Cybersecurity Analyst (Vulnerability Assessment)

RESPONSIBILITIES

NOTE: The essential duties and primary accountabilities below are intended to describe the general content of and requirements of this position and are not intended to be an exhaustive statement of duties.
• Vulnerability Assessment Administration
• Perform scheduled security vulnerability assessments across global applications and infrastructure.
• Manage, coordinate, and track vulnerabilities from discovery, triage, remediation, and validation.
• Coordinate, schedule, and manage the engagement process (with internal stakeholders and third-
party vendors) for vulnerability remediation activities.
• Formally document and establish well-defined processes, procedures, remediation and mitigation strategies, and lessons learned.
• Manage vulnerability related tickets to ensure issues are remediated within designated timelines.
• Provide vulnerability mitigation strategies and meaningful vulnerability metrics.
• Support the maintenance and operations of vulnerability assessment infrastructure through refresh initiatives and annual planning.
• Report on findings and respond to requests and known vulnerabilities as well as delivering ad-hoc vulnerability scans on request.
• Coordinate emergency vulnerability patching, including remediation efforts.
• Conduct research and provide feedback to leadership and Cybersecurity team members of the recommended actions for vulnerability scan findings.
• Provide support of maintenance and operations to the vulnerability assessment toolsets.
• Provide support to internal processes to ensure compliance with the Payment Card Industry (PCI) standard.
• Endpoint Security Administration
• Provide operational support for endpoint security solutions.

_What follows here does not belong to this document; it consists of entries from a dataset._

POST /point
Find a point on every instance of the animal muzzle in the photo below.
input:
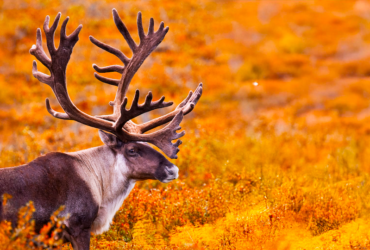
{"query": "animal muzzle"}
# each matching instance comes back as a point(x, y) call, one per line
point(172, 172)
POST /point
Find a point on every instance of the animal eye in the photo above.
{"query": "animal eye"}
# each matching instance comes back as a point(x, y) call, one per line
point(132, 151)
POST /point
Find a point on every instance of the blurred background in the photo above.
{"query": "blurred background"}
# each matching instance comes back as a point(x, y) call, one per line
point(278, 145)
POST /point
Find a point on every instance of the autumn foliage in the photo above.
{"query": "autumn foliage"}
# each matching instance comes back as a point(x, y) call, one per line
point(277, 151)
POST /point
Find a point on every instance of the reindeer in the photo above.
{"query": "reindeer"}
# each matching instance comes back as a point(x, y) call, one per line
point(93, 183)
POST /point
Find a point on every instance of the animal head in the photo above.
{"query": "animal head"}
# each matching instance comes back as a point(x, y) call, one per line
point(139, 160)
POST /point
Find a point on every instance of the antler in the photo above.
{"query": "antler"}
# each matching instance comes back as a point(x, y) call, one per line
point(119, 122)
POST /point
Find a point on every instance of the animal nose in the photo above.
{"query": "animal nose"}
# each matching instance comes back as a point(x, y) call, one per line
point(173, 171)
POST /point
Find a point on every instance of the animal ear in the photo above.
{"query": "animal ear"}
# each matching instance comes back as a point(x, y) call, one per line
point(109, 139)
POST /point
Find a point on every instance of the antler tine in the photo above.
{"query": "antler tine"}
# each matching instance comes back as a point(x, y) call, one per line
point(49, 32)
point(47, 79)
point(163, 138)
point(54, 113)
point(72, 39)
point(124, 31)
point(112, 68)
point(185, 106)
point(137, 109)
point(111, 50)
point(107, 80)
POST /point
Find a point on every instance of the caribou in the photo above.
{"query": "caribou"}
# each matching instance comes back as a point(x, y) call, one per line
point(93, 183)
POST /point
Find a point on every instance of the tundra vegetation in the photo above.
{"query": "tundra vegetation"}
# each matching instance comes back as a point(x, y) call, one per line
point(277, 155)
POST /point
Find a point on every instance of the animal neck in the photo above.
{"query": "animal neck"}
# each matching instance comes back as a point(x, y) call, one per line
point(109, 171)
point(111, 186)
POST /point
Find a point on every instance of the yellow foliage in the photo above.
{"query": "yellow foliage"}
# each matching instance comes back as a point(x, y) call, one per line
point(276, 154)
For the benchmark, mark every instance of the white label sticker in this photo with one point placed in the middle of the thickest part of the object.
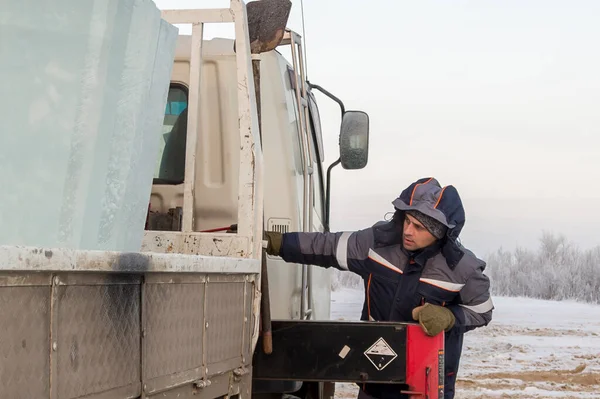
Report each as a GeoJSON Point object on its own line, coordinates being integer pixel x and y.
{"type": "Point", "coordinates": [380, 354]}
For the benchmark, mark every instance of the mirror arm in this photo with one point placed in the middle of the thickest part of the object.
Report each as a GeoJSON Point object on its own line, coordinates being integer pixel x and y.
{"type": "Point", "coordinates": [328, 194]}
{"type": "Point", "coordinates": [328, 94]}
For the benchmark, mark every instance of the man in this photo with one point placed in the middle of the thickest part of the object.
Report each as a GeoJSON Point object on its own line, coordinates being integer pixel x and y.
{"type": "Point", "coordinates": [413, 268]}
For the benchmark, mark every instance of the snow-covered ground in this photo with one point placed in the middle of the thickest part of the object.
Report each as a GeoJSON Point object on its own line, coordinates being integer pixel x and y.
{"type": "Point", "coordinates": [531, 349]}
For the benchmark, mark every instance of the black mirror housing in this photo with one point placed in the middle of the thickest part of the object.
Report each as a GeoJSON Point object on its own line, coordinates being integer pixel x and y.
{"type": "Point", "coordinates": [354, 140]}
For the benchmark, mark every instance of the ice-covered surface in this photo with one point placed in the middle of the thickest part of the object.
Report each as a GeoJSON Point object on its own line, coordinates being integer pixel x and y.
{"type": "Point", "coordinates": [83, 88]}
{"type": "Point", "coordinates": [532, 349]}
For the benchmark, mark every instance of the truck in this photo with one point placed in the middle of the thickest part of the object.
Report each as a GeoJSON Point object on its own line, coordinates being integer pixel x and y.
{"type": "Point", "coordinates": [201, 310]}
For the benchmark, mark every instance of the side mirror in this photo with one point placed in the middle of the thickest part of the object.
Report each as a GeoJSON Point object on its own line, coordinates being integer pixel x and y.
{"type": "Point", "coordinates": [354, 140]}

• Support change management tasking relative to the security policies associated with endpoint security solutions.
• Evaluate security exception requests to determine legitimacy and completeness of requests prior to escalation to management.
• Review endpoint security alerts to determine true or false positives based on industry standards.
• Review Threat Reports generated from Endpoint security tools and provides recommendations and plans for appropriate resolutions.